Programa da ABDI eleva renda de cafeicultores em 80% e impulsiona inclusão social no Vale do Juruá

Iniciativa aumentou produção, ampliou ganhos de produtores e impacta mais de 4 mil pessoas no interior do Acre.

O projeto Café Amazônia Sustentável, desenvolvido pela Agência Brasileira de Desenvolvimento Industrial no âmbito do programa Coopera+, tem ampliado a produção de café e melhorado indicadores sociais no Vale do Juruá, no Acre. Dados da Avaliação de Impacto, realizada pelo Observatório da Indústria do Ceará, mostram aumento de renda, redução da vulnerabilidade social e expansão do alcance da iniciativa.

Entre 2023 e 2025, a renda mediana dos produtores passou de R$ 2.534,30 para R$ 4.554,00, crescimento de cerca de 80%. No mesmo período, caiu de 38,7% para 33,6% o número de famílias cooperadas que dependem do Bolsa Família.

O projeto também ampliou seu alcance.
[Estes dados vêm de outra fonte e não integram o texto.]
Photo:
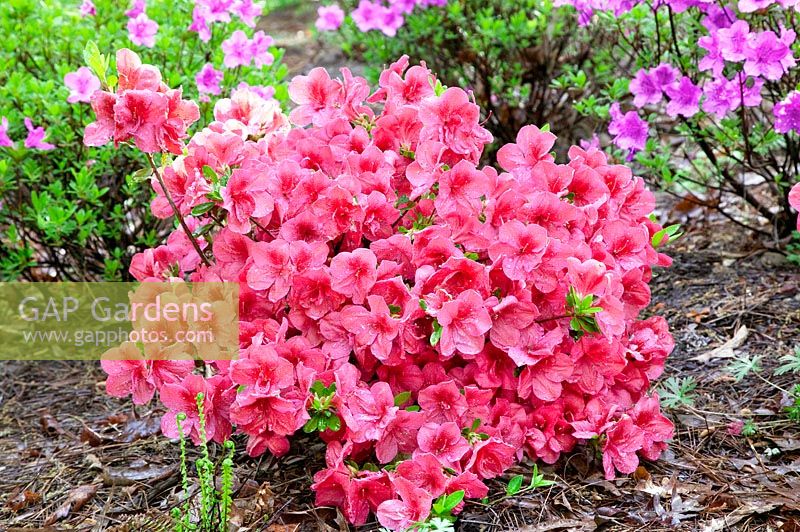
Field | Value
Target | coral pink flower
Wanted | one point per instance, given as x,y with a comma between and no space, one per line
464,321
130,374
794,201
142,31
246,196
5,141
181,397
81,84
316,94
413,506
533,145
490,458
623,439
519,248
444,441
354,274
36,136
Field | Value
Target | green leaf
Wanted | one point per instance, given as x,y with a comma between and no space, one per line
401,398
203,208
514,485
436,335
453,500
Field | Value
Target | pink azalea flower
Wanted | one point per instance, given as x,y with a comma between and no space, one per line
519,248
369,412
794,201
36,136
88,9
5,141
329,18
81,84
684,98
645,88
129,373
767,56
444,441
137,8
208,80
142,31
246,196
490,458
413,506
630,131
464,322
623,439
733,41
354,274
181,397
247,11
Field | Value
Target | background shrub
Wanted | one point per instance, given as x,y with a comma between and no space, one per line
75,212
693,136
525,61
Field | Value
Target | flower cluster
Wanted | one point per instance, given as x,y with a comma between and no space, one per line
386,17
735,62
142,109
435,321
208,12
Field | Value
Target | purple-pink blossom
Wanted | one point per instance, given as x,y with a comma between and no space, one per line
684,98
137,8
81,84
787,113
88,9
36,136
329,18
768,56
645,89
5,140
142,31
208,80
629,130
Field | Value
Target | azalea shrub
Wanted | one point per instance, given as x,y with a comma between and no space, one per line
432,320
78,213
707,102
524,61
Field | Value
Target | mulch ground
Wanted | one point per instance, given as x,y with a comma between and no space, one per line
73,458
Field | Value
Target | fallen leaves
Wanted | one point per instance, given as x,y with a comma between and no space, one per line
20,499
76,499
726,350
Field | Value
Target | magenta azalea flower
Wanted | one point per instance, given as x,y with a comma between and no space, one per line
630,131
787,113
5,141
88,9
81,84
142,31
684,98
36,136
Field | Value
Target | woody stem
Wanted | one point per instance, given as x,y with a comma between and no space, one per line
178,215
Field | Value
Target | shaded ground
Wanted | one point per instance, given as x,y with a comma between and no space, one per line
62,439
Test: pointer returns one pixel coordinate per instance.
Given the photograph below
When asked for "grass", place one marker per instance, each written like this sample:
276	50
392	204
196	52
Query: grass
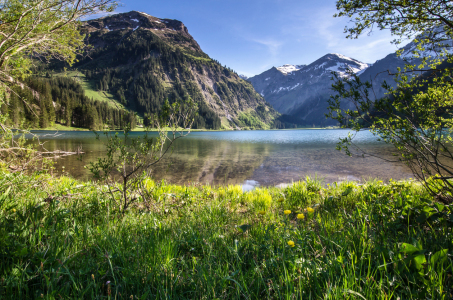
90	90
60	127
64	239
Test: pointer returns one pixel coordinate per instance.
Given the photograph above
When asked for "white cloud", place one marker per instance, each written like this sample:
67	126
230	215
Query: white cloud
272	44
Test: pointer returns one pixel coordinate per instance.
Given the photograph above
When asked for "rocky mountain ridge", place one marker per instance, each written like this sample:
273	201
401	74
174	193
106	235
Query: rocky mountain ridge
290	87
142	60
303	91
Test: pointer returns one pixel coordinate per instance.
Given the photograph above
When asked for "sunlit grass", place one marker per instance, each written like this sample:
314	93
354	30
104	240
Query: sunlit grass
61	238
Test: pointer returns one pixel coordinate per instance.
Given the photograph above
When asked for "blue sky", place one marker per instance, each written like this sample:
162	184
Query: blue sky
251	36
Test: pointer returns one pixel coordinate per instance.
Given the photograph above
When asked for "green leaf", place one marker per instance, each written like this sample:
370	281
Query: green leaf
419	260
408	248
245	227
439	257
440	207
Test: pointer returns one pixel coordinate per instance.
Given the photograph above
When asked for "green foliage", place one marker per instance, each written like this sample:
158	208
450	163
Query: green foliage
48	29
251	121
416	117
62	238
131	158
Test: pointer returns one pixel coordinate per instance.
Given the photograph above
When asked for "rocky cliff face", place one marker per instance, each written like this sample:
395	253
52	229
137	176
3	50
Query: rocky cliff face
142	60
303	90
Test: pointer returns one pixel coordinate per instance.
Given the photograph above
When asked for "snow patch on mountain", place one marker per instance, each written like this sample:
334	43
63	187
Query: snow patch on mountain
288	69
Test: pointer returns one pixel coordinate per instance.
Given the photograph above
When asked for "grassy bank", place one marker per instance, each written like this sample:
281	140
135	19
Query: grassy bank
61	239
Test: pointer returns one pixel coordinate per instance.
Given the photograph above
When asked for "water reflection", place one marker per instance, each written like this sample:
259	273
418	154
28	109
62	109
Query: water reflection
260	157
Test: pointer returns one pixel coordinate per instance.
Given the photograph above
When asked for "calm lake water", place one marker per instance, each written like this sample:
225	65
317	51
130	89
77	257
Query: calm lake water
244	157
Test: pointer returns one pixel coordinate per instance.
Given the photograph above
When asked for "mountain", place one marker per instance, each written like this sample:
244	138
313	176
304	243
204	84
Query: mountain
302	90
138	61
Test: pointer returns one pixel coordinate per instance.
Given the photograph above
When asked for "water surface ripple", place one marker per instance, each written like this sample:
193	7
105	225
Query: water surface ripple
237	157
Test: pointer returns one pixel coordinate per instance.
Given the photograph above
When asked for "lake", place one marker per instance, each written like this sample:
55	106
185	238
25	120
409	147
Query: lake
244	157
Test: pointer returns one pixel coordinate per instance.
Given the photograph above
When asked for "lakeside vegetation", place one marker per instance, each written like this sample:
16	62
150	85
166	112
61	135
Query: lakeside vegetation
64	238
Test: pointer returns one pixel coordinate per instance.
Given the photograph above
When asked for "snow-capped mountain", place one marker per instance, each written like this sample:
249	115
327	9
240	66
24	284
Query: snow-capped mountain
287	69
302	91
290	87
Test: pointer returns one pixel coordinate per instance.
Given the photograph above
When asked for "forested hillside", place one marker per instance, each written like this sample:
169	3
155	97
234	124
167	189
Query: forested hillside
45	102
141	60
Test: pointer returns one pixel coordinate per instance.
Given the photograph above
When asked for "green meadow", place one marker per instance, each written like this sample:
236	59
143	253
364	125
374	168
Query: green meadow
65	239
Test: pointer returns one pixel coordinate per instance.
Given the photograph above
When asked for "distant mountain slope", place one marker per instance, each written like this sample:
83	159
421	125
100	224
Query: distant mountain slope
141	60
302	91
304	88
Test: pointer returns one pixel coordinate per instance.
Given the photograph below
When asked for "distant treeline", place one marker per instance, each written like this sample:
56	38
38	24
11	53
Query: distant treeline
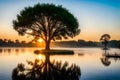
83	43
16	43
79	43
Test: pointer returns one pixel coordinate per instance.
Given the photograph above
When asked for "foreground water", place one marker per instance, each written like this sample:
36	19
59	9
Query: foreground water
89	60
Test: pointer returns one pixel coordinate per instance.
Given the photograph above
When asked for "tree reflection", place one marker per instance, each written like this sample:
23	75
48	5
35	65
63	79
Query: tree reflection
46	70
107	57
105	61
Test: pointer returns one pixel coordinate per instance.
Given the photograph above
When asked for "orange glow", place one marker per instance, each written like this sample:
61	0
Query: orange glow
40	40
40	57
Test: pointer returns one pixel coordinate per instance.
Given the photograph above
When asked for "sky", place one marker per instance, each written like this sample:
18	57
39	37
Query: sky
96	17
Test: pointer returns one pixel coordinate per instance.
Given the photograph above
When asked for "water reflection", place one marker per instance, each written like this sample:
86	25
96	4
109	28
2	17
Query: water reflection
108	57
46	70
12	50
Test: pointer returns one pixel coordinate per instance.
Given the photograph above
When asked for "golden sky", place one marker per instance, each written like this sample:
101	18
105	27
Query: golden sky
96	17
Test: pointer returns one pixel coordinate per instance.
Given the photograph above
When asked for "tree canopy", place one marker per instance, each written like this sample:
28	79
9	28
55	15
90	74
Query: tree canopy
46	21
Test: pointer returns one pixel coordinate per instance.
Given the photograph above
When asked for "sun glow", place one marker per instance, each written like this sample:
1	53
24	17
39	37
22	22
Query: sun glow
40	57
40	40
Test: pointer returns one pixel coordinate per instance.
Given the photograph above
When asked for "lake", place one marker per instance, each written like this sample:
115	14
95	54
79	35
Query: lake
88	59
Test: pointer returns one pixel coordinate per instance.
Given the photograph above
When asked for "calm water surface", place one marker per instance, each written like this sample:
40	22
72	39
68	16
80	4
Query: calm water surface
89	60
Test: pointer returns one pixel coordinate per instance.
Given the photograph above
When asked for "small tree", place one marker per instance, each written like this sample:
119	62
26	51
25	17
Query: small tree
46	21
105	39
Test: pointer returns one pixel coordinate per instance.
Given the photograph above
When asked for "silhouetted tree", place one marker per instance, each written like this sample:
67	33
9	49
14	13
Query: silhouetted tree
105	39
119	44
48	22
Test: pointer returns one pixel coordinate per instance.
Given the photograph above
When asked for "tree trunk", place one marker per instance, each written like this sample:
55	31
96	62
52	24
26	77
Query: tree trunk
47	45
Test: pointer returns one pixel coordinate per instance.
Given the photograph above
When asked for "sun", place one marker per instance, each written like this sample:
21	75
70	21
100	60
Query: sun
40	40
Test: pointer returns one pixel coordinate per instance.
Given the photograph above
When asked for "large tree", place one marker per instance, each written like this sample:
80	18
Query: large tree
46	21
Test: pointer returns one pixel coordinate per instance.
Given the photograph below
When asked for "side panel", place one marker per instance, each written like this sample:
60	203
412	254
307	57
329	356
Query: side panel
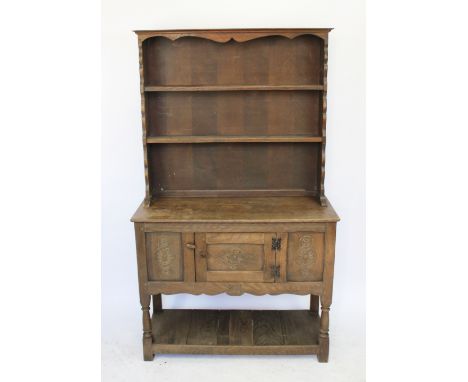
305	256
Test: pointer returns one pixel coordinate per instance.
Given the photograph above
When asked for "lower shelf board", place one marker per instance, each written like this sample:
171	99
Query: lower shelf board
235	332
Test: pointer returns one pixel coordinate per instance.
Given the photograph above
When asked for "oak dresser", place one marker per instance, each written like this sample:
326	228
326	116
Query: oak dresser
234	141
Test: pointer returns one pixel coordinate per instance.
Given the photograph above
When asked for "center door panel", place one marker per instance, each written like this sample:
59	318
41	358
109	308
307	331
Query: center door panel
234	257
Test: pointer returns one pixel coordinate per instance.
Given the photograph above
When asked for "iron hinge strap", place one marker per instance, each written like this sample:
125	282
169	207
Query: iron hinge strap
275	270
276	243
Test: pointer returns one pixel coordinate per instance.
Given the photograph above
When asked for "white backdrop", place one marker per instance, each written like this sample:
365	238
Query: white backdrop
123	182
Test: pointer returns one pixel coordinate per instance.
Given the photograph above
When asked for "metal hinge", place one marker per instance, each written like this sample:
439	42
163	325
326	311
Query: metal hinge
275	270
276	243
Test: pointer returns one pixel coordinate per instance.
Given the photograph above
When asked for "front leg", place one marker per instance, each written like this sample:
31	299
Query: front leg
147	330
324	340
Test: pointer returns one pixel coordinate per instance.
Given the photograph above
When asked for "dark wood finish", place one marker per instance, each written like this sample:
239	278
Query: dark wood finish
235	332
234	134
234	257
234	139
237	210
257	94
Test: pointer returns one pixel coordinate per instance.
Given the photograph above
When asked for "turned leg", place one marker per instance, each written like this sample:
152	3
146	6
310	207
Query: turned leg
324	341
314	305
157	303
147	332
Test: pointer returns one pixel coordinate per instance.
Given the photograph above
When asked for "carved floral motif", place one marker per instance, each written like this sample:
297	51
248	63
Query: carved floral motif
306	253
164	256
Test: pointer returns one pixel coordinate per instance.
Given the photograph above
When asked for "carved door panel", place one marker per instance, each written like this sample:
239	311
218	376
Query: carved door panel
234	257
304	256
169	257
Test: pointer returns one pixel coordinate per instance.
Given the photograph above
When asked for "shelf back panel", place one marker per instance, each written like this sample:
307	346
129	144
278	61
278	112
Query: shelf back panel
263	61
217	168
234	113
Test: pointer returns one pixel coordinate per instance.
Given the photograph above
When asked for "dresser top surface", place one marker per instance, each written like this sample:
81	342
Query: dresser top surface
293	209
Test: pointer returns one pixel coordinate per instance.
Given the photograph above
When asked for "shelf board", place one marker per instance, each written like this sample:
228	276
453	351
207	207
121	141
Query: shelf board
216	88
233	139
235	332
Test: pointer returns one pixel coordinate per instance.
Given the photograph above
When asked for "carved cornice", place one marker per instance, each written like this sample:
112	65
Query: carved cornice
239	35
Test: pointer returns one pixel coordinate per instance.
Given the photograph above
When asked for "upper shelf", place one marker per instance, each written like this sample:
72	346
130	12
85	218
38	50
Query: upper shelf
216	88
233	139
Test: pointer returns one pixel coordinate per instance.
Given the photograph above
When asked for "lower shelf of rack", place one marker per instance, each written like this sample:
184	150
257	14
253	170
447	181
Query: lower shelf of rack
235	332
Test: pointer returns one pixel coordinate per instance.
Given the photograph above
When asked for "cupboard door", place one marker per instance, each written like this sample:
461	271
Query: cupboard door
168	257
234	257
305	256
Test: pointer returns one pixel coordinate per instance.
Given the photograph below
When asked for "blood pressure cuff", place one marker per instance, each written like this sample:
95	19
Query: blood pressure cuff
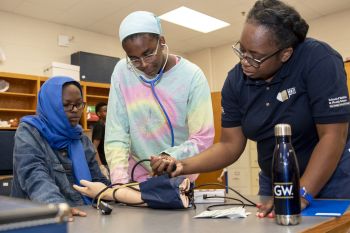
162	192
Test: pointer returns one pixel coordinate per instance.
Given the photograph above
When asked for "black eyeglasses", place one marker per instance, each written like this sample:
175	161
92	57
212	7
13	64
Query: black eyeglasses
252	61
137	62
70	107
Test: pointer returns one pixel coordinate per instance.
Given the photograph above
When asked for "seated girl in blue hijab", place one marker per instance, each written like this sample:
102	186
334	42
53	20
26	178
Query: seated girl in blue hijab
51	153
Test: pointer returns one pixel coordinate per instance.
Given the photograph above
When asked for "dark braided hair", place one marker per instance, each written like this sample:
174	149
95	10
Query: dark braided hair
288	27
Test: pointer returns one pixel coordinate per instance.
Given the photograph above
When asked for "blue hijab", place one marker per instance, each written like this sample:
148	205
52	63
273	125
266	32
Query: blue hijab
52	123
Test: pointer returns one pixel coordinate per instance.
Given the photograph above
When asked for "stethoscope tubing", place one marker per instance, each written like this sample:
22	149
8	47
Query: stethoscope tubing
153	83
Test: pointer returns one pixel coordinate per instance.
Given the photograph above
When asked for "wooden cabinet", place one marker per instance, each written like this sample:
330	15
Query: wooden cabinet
21	97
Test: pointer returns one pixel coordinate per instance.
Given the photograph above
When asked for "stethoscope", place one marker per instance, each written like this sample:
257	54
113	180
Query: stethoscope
153	83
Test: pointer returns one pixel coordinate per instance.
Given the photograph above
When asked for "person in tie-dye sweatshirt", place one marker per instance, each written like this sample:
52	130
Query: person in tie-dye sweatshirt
136	125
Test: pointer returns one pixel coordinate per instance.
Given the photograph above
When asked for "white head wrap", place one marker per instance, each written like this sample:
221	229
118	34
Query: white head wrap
139	22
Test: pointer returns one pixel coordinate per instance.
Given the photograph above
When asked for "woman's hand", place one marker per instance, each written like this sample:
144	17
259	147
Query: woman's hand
75	212
90	189
166	163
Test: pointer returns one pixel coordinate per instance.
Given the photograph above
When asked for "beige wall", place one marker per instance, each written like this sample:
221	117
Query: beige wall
216	62
31	44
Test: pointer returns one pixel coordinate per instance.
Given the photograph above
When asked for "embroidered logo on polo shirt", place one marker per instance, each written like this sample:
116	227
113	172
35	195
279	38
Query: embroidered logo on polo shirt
285	94
338	101
222	110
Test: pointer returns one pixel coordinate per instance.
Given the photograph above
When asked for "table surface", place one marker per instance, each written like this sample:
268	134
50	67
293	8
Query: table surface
126	219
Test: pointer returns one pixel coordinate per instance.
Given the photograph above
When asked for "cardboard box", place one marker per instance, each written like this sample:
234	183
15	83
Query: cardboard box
62	69
209	195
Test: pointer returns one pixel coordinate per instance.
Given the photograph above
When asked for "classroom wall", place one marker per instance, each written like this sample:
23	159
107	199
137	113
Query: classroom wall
217	61
31	44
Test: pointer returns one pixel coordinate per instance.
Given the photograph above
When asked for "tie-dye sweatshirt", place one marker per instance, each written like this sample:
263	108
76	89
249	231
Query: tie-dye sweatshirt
137	128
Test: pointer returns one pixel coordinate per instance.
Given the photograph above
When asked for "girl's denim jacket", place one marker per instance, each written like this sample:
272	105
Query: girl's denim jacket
45	175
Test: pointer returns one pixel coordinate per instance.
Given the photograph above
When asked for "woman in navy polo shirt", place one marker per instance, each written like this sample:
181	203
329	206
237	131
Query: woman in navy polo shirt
282	77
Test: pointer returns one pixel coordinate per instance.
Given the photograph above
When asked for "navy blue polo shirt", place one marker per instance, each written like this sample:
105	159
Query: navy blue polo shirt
309	89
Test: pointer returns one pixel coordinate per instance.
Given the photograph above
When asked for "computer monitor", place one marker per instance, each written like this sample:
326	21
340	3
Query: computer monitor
7	142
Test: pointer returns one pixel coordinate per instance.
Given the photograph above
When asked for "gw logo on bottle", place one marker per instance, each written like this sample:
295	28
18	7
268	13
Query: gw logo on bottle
283	190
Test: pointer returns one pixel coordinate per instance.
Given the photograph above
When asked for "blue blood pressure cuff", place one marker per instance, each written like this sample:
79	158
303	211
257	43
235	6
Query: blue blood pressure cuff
162	192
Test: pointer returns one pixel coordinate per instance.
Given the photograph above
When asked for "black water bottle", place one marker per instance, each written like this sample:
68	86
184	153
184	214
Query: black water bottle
285	178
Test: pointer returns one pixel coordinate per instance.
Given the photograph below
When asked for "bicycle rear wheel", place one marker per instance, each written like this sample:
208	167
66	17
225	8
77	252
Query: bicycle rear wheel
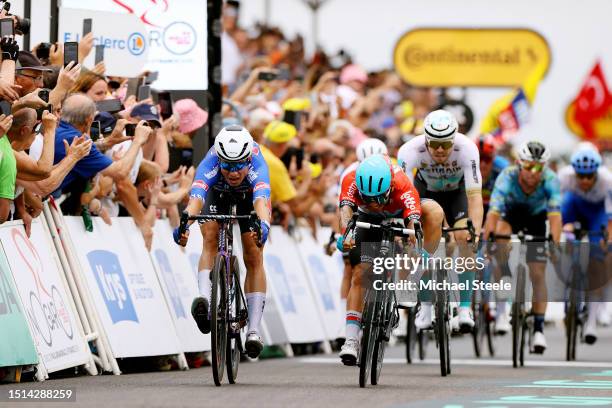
411	335
518	315
369	322
234	341
218	331
442	329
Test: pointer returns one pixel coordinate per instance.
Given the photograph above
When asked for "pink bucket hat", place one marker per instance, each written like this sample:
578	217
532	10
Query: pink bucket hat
353	72
191	116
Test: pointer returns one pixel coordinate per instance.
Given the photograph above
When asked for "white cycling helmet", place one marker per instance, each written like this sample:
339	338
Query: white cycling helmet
440	125
533	152
370	147
233	144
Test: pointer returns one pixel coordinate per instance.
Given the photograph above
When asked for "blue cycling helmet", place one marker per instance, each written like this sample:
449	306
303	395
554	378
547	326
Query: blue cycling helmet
586	161
373	176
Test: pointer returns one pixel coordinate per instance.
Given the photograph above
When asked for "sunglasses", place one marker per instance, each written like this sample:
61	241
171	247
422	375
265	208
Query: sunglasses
586	176
533	167
436	145
379	199
233	167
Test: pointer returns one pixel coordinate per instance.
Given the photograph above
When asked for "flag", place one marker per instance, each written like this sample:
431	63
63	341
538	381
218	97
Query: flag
593	100
508	113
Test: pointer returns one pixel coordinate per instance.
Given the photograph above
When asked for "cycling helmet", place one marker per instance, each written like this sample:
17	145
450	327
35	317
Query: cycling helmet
586	161
533	152
233	144
440	125
370	147
486	146
373	176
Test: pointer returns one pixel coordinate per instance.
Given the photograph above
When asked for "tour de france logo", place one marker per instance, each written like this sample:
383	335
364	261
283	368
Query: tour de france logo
45	306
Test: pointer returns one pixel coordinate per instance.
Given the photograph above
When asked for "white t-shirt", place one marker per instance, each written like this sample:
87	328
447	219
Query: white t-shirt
463	163
601	190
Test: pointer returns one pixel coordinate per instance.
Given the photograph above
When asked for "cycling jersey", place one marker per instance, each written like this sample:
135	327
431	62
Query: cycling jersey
403	200
601	192
508	195
499	164
463	165
208	175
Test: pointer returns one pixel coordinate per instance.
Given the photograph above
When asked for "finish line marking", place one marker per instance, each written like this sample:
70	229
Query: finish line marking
472	362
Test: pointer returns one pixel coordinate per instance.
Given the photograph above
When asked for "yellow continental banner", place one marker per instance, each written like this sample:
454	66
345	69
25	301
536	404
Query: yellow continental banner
469	57
602	127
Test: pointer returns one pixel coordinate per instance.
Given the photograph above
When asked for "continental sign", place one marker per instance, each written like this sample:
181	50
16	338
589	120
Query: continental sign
602	127
469	57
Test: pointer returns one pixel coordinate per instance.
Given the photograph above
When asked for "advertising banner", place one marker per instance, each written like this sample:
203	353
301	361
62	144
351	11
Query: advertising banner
180	286
124	288
45	301
174	36
16	344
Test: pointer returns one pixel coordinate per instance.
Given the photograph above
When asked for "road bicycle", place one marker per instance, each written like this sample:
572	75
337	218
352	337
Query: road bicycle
228	311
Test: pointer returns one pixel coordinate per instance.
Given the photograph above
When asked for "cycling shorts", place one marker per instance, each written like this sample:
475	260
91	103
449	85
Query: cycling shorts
453	202
218	203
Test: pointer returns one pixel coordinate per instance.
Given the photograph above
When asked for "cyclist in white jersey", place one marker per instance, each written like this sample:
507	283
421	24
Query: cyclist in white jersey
447	167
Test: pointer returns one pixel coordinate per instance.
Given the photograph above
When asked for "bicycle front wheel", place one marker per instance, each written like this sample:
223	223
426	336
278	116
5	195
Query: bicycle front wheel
369	324
218	315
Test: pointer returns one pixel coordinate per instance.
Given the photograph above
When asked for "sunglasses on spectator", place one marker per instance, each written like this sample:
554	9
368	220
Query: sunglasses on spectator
436	145
586	176
233	167
532	167
379	199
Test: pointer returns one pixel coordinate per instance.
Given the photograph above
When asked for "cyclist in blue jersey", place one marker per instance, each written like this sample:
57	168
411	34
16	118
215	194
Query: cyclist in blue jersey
491	165
587	199
234	169
524	198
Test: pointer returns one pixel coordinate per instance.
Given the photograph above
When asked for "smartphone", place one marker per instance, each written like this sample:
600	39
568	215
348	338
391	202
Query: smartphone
130	129
109	105
267	76
7	27
42	52
95	130
144	92
86	26
39	111
71	52
133	84
99	53
44	95
293	117
164	99
151	77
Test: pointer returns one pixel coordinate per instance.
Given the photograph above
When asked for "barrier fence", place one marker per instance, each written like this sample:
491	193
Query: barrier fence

Atualmente, 4.061 pessoas são beneficiadas direta e indiretamente, número quase quatro vezes maior que o registrado no início do acompanhamento.

A diretora interina de Economia Sustentável e Industrialização da ABDI, Neide Freitas, afirmou que a iniciativa busca integrar produção e inclusão social. “O Café Amazônia Sustentável é a prova de que a neoindustrialização pode e deve ser inclusiva. Ao levarmos tecnologia e inteligência produtiva para a ponta, para o produtor familiar, fomentamos um setor econômico e garantimos que o desenvolvimento chegue de forma ética e sustentável às regiões mais distantes do país”, disse.

Produção cresce e sustenta aumento da renda

O avanço da renda acompanha o crescimento da produção. Em 2023, foram colhidas 3,2 mil sacas de café. Em 2025, o volume chegou a 24,9 mil sacas.

O aumento está ligado à expansão da área plantada, que alcançou 804 hectares, e ao cultivo de cerca de 2 milhões de pés de café. Para 2026, a previsão é de colheita de 30,4 mil sacas.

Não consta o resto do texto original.